Probability Mass Function (PMF), Probability Density Function (PDF), and Cumulative Distribution Function (CDF)
A function is a probability function or probability distribution if it satisfies the following criteria:
- It yields the probability of a random variable \( X \) being equal to a specific value. Caution: this criterion is interpreted differently for discrete versus continuous variables (see below).
- \( 0 \le f(x) \le 1 \). The probability cannot be negative or larger than 1.

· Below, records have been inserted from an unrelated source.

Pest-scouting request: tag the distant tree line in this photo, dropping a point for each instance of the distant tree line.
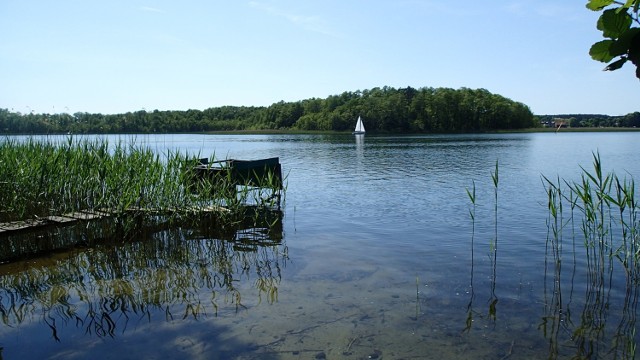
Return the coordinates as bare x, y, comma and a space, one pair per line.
384, 110
591, 120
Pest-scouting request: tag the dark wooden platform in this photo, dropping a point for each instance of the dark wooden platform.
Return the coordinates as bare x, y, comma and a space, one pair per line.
258, 173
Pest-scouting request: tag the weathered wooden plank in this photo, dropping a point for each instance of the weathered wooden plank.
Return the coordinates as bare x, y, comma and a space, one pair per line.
61, 219
21, 225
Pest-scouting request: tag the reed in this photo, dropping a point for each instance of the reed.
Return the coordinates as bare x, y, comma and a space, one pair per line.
41, 178
605, 207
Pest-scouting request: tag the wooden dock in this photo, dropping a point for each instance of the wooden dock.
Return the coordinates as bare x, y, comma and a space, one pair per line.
32, 224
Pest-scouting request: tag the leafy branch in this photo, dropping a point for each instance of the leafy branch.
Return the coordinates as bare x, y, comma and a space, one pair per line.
622, 41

- The total probability across all possible outcomes is 1.
For a discrete random variable \( X \), the probability function is called a probability mass function (PMF). It gives the probability that \( X \) takes on the value \( x \): \( P(X = x) = p(x) \).
For a continuous random variable, the probability function is called a probability density function (PDF). In this case, \( P(X = x) = 0 \) for any real number \( x \), because the variable can take infinitely many values even within a very small interval (e.g., from 1.000 to 1.001). Therefore, the PDF does not give the probability at a point, but rather a density. To compute the probability over an interval \( [a, b] \), we integrate the PDF: \( P(a \leq X \leq b) = \int_a^b f(x) \, dx \)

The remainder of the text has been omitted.